Under the Companies and
Allied Matters Act, Chapter C20, Laws of the Federation of Nigeria, 2004 (CAMA)
a resolution may be passed as ordinary or special resolution. An ordinary
resolution is one passed by at least 50% of the votes plus one while a special
resolution is one passed by at least 75% of the votes. The CAMA provides that a
company may, by its articles, provide that any matter not required by the
articles or by the CAMA to be passed by a special resolution shall be passed by
ordinary resolution.
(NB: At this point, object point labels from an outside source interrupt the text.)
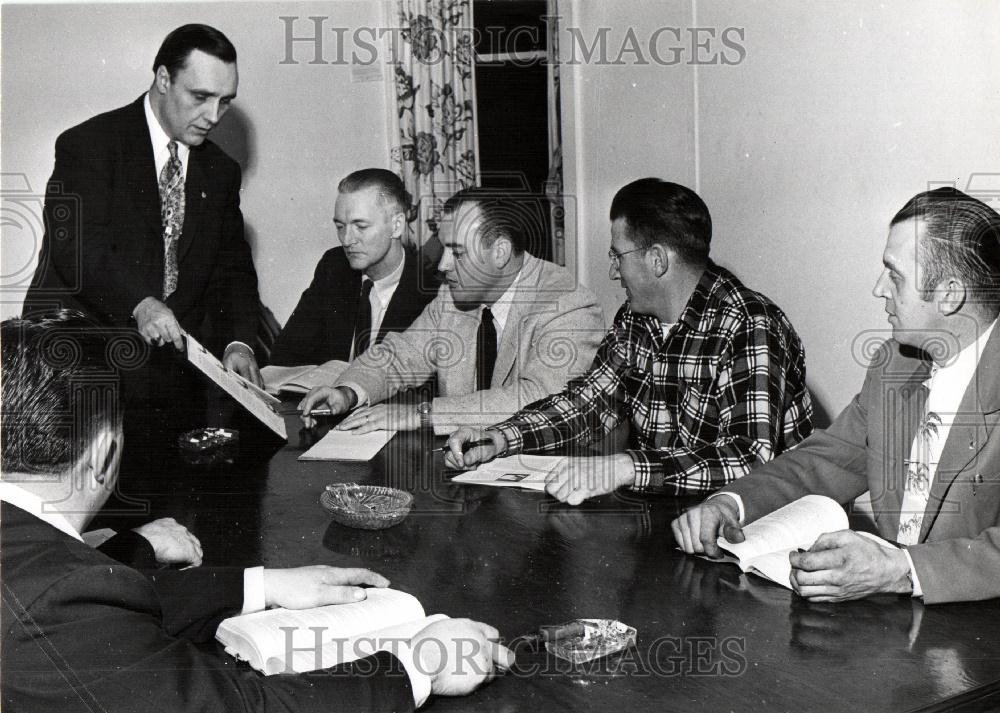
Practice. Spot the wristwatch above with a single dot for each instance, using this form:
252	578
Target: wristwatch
424	409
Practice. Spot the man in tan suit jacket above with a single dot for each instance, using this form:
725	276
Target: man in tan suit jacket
506	330
941	285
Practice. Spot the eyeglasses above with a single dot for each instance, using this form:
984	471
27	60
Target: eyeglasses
616	258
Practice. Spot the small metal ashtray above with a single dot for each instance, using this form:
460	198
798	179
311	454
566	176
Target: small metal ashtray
595	639
369	507
209	446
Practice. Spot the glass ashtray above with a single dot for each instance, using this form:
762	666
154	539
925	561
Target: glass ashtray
600	637
209	446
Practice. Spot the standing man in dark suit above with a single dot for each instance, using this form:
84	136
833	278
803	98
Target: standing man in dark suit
366	288
83	632
143	223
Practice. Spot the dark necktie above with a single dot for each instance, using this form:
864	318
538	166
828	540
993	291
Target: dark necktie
486	350
171	215
363	322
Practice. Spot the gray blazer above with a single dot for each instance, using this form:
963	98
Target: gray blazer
551	335
958	554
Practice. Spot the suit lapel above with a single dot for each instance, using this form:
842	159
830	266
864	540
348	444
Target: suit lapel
195	195
521	304
978	415
904	415
141	169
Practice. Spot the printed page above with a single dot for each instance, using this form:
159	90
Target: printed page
258	402
346	649
275	377
260	636
521	471
348	445
795	525
302	379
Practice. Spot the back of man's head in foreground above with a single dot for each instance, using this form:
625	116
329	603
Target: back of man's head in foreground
60	390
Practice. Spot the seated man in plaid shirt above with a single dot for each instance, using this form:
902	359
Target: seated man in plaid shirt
710	375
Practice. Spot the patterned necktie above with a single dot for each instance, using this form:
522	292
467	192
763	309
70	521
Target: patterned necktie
916	491
172	215
486	350
363	320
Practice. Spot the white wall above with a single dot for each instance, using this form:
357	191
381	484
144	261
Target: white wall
837	115
296	129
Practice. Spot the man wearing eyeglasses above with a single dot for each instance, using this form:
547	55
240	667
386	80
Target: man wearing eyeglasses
709	374
504	331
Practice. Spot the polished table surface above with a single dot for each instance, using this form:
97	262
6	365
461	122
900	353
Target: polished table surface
710	639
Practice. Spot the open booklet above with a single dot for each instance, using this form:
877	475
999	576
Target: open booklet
301	379
770	539
513	471
301	640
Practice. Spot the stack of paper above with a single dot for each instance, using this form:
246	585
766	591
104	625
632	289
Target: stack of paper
347	445
512	472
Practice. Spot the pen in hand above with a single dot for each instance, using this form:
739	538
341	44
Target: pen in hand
467	446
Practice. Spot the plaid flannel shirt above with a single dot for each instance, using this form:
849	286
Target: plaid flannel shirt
723	391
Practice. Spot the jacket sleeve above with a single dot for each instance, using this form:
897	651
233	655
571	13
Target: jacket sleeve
557	346
301	340
234	278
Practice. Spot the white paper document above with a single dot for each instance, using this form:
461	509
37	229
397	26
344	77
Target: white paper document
301	379
512	472
255	400
347	445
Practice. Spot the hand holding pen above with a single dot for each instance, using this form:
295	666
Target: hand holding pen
468	447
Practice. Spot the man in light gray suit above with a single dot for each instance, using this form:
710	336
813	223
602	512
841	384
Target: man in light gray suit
506	330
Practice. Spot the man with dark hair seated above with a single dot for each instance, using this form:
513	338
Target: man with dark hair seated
83	632
369	286
709	374
921	436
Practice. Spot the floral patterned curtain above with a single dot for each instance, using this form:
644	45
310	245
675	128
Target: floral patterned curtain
434	147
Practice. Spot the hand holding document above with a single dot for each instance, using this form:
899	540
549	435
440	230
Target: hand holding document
348	445
254	399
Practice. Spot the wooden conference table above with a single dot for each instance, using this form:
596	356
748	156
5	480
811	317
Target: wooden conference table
710	639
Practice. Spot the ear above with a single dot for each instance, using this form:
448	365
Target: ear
502	251
658	257
951	295
398	225
161	80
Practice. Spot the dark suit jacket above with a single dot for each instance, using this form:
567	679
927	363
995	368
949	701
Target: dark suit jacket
322	326
103	247
958	553
82	633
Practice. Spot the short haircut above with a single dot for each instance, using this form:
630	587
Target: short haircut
658	211
961	239
59	389
509	214
174	51
389	186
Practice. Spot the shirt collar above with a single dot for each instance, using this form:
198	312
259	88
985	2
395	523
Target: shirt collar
385	286
160	139
963	365
34	505
501	308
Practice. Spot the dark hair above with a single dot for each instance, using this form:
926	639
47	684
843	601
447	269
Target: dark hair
389	186
174	51
962	239
505	214
58	390
658	211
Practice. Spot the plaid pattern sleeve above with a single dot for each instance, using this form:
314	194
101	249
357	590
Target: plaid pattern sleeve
722	390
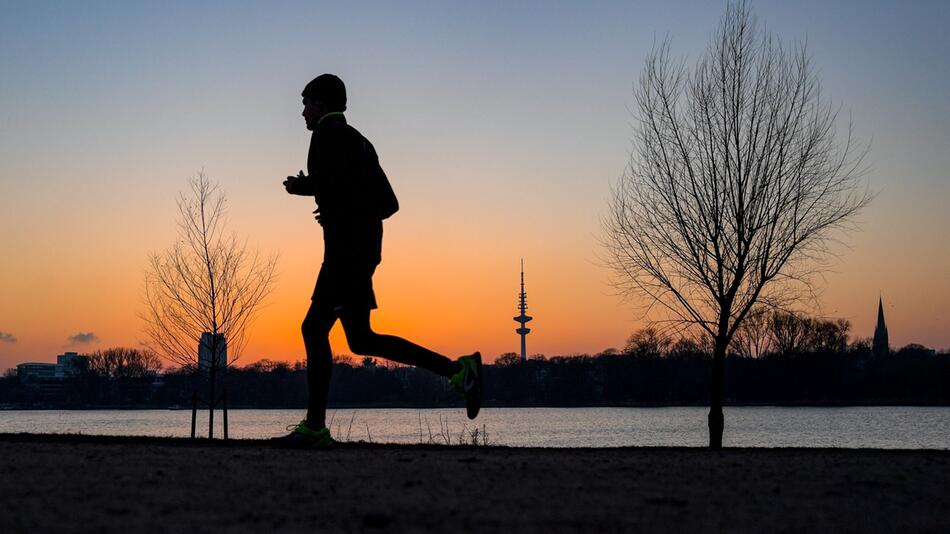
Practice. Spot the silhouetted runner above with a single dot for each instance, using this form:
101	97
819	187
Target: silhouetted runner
353	197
As such, all matters can be passed by ordinary resolutions
except the following:

1.     Alteration
of the memorandum of association (section 46(1) CAMA).
2.     Alteration
of articles of association (section 48(1) CAMA).
3.     Changing
the name of the company (section 31(3) CAMA).
4.     Reduction
in authorized share capital (section 106 (1) CAMA).
5.     Making
liability of directors unlimited (section 289 CAMA).
6.     Resolution
that the company be wound up by the court (section 408(a) CAMA).
7.     Resolution
that the company be wound up voluntarily (section 457(b) CAMA).
8.     Authorizing
the liquidator on the sale of undertaking of company to receive shares,
policies, or similar interests as consideration for distribution among members
(section 538 CAMA).
9.     Re-registration
of unlimited company as company limited by shares (section 52(1) CAMA).
10.  Re-registration of a company limited by
shares as unlimited company (section 51(5) and 46(1) CAMA).
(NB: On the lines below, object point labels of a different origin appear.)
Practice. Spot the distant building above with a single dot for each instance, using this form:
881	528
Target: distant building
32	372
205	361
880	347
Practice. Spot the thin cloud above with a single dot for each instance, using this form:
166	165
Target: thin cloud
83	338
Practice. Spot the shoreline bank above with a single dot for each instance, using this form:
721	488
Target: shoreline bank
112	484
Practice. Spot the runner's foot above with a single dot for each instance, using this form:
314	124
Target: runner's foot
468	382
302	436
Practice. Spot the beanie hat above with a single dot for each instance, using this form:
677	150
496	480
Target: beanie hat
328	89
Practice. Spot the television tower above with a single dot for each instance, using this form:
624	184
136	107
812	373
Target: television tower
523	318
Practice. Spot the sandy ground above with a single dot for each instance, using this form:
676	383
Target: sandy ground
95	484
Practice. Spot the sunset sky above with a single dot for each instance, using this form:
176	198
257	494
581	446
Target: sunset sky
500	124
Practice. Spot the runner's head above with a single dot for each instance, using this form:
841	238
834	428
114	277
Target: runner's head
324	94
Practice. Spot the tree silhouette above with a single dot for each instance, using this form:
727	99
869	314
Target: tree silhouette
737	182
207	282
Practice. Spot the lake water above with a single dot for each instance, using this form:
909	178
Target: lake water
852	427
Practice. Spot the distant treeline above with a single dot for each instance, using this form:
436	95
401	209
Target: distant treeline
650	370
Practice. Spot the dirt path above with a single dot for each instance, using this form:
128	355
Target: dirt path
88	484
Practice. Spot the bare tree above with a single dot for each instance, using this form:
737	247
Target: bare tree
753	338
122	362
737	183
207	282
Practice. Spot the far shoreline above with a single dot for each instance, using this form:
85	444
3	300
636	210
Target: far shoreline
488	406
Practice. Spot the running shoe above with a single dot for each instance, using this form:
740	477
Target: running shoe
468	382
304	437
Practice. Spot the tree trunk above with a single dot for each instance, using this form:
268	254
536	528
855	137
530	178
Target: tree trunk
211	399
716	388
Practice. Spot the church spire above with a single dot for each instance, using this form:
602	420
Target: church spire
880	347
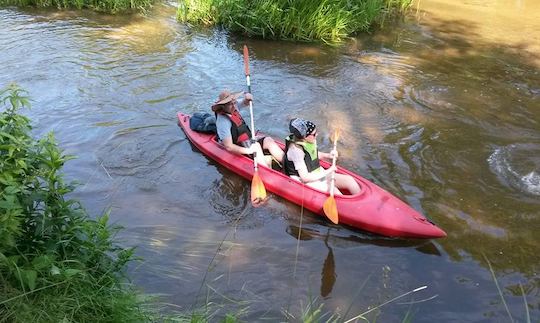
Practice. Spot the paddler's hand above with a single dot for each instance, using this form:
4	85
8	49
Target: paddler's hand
253	148
331	169
247	97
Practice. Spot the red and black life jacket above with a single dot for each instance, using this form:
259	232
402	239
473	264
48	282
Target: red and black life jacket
239	130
11.  Re-registration of private company as
public company (section 50(1) CAMA).
12.Re-registration of public company as a
private company (section 53(1) CAMA).
13.A resolution for a scheme proposed for a
compromise, arrangement or reconstruction or merger between it and another
company (section 539 CAMA).
14.A resolution by the company to pay interest
on equity capital raised to defray the expenses of certain infrastructure
projects which cannot be made profitable for a long period (section 113 CAMA).
15.  
A resolution to determine that any portion
of the company’s share capital which has not been already called up shall not
be capable of being called up except in the event and for the purposes of the
company being wound up (section 134 CAMA).
16. A resolution of the holders of a class of
shares to vary the rights attached to that class of shares (section 141 CAMA).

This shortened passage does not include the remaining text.